Stabilize `intrinsics::abort` in `core`

japaric commented 6 years ago

I would like to see intrinsics::abort stabilized in some form as it's useful in some cases to have panicking behavior (and alloc_error) = abort (minimizes code size and the abort exception / signal can be handled elsewhere or in a upper abstraction layer).

As intrinsics::abort lowers to a trap instruction on most architectures (*) I propose we add a safe wrapper around it in core::arch::$ARCH for the architectures where it does.

(*) On most but not on all. For example, On MSP430 it lowers to a call to the abort function which results in a linker error unless that symbol is defined somewhere in the dependency graph.

(Related: There's std::process::abort which claims to be a safe wrapper around intrinsics::abort but if you at its implementation it is, in fact, not just a wrapper around intrinsics::abort but something completely different.)

@rust-lang/libs what would be needed to move this forward?

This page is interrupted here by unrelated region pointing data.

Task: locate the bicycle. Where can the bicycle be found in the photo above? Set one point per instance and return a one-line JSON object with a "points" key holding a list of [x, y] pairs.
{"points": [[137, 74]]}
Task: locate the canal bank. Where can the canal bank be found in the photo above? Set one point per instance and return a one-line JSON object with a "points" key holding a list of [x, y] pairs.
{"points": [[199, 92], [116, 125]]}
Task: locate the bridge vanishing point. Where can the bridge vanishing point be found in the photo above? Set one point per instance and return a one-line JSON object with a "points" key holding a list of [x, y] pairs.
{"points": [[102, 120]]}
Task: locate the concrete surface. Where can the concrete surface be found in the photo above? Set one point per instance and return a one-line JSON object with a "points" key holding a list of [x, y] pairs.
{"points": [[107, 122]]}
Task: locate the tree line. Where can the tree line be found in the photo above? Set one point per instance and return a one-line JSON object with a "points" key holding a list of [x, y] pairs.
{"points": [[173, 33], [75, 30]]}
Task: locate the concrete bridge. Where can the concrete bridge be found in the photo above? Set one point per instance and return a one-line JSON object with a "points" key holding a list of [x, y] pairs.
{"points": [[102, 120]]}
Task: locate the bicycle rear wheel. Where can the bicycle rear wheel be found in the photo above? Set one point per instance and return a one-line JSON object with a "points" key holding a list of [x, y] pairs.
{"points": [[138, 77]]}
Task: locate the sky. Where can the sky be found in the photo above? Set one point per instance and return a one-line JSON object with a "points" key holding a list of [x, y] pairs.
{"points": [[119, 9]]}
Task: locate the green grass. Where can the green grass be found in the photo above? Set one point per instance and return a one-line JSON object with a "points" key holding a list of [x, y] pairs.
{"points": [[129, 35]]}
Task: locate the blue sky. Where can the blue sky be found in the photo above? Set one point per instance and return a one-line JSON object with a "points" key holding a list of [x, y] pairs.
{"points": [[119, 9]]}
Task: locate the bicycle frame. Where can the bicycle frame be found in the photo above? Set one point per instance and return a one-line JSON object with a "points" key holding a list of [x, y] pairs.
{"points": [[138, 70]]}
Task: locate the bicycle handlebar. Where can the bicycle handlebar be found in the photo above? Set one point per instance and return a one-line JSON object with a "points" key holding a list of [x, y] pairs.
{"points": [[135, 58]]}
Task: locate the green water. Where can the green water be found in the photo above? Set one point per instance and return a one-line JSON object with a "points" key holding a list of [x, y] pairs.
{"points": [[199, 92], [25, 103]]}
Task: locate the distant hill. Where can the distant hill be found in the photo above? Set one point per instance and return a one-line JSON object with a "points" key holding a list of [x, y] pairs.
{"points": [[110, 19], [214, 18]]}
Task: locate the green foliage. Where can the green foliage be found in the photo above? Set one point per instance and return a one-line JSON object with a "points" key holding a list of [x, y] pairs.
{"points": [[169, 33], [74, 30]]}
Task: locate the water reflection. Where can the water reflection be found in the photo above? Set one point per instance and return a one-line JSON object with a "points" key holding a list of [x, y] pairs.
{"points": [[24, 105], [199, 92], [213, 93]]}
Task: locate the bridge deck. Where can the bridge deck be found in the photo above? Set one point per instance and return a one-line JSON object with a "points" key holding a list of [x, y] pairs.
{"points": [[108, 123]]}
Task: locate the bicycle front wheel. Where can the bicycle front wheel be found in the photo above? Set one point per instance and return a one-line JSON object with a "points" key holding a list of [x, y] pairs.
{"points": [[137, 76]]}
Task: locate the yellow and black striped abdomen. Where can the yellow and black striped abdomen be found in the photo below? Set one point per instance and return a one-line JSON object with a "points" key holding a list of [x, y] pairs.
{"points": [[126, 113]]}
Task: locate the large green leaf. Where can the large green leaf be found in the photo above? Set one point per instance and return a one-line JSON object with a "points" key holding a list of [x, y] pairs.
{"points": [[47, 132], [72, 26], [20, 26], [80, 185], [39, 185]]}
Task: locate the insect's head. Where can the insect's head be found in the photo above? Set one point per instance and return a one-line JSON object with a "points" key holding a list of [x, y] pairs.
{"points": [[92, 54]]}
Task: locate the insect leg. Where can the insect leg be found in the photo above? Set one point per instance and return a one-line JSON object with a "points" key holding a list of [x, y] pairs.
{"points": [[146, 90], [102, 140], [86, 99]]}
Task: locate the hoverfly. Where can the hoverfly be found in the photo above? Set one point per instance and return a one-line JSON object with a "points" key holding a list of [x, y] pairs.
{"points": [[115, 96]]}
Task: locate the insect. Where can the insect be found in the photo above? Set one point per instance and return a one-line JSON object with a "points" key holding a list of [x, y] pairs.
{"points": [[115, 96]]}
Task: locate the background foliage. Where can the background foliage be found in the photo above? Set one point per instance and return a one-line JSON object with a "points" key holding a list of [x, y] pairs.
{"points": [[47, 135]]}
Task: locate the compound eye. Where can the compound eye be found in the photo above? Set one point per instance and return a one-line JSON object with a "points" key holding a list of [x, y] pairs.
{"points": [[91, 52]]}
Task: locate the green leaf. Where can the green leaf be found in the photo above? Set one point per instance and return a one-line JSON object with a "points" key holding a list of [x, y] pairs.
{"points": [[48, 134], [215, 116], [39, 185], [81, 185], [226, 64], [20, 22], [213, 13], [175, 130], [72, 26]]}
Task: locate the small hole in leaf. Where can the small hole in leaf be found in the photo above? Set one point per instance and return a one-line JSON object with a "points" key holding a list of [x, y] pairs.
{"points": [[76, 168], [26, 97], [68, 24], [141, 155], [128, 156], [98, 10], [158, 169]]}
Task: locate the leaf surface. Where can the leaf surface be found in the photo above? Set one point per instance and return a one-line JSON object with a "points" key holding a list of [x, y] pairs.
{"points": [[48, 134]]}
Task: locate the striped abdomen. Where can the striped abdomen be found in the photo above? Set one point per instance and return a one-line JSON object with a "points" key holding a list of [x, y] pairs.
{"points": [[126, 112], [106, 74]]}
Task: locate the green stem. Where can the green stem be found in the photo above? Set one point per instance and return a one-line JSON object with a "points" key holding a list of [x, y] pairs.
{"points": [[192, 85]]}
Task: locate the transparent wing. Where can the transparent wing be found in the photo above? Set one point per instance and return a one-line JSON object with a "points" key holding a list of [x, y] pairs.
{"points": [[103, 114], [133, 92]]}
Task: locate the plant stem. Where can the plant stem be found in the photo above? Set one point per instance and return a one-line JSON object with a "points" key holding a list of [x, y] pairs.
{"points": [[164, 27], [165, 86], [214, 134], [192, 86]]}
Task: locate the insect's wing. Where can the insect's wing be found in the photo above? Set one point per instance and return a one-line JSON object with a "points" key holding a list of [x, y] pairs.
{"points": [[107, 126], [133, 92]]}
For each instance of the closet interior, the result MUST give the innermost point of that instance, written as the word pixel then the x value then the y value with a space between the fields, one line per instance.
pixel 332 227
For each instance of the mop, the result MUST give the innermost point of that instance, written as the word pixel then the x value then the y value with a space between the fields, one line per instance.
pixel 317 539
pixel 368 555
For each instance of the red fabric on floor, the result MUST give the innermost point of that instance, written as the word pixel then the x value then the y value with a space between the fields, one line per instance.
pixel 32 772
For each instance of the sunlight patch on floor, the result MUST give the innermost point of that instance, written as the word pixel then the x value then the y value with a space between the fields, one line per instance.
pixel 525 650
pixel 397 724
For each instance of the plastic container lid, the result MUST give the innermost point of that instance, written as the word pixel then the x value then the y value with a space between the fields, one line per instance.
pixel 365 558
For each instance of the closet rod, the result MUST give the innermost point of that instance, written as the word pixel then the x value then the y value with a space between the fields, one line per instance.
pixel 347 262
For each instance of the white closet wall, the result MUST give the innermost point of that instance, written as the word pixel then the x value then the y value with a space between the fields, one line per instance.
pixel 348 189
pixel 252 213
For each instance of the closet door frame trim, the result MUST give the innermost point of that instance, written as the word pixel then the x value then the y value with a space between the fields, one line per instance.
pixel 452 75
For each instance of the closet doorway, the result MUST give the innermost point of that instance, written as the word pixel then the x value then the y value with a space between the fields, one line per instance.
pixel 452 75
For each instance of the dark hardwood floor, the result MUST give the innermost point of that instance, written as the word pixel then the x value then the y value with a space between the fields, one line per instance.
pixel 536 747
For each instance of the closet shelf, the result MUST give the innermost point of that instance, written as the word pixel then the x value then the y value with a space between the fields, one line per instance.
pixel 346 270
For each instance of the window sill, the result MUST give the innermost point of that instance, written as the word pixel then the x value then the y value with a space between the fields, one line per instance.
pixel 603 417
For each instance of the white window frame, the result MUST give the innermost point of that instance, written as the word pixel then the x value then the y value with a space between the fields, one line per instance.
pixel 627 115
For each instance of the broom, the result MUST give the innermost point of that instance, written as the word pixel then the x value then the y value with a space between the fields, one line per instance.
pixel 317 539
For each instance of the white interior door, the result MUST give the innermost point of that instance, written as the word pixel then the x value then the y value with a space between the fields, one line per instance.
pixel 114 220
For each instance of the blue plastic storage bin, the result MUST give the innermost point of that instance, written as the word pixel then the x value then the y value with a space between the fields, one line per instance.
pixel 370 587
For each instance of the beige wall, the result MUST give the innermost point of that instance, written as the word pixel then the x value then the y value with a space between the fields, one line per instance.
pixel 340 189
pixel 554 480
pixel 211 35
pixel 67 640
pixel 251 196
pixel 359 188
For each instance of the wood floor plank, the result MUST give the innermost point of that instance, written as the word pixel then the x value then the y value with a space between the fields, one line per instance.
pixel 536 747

An full RFC, or just a PR + FCP?

cc @Amanieu @glandium

steveklabnik commented 6 years ago

I've also found it strange that this doesn't exist in core; big 👍 from me.

glandium commented 6 years ago

I'm all for it, but I'm wary about core::arch. AIUI, there is, purposefully, no platform-specific code in libcore at the moment. A specific module for that seems like opening the door to more.

japaric commented 6 years ago

@glandium core::arch already exists on stable. There are architecture specific APIs in it for SIMD instructions.

Amanieu commented 6 years ago

I'm not a big fan of the way intrinsics::abort is used at the moment: it just crashes the program with an obscure error message (Illegal instruction). IMO the proper way to handle this is to use something like #[abort_implementation] to allow customizing the behavior of aborts per platform.

Then again, this is a lot of work for something that is very rarely used (compared to normal panics). It might not be worth the trouble.

alexcrichton commented 6 years ago

Sorry for the delay in getting to this @japaric, but FWIW I'd personally be ok with a PR to add this to an unstable (eventually to-be-stable) location in libstd and then later have a stabilization PR. This doesn't seem like it's RFC-grade to me

japaric commented 6 years ago

@Amanieu this proposal is about stabilizing a way to generate a trap / abort instruction. Your comment seems to be about a user customizable process::abort that's available in core.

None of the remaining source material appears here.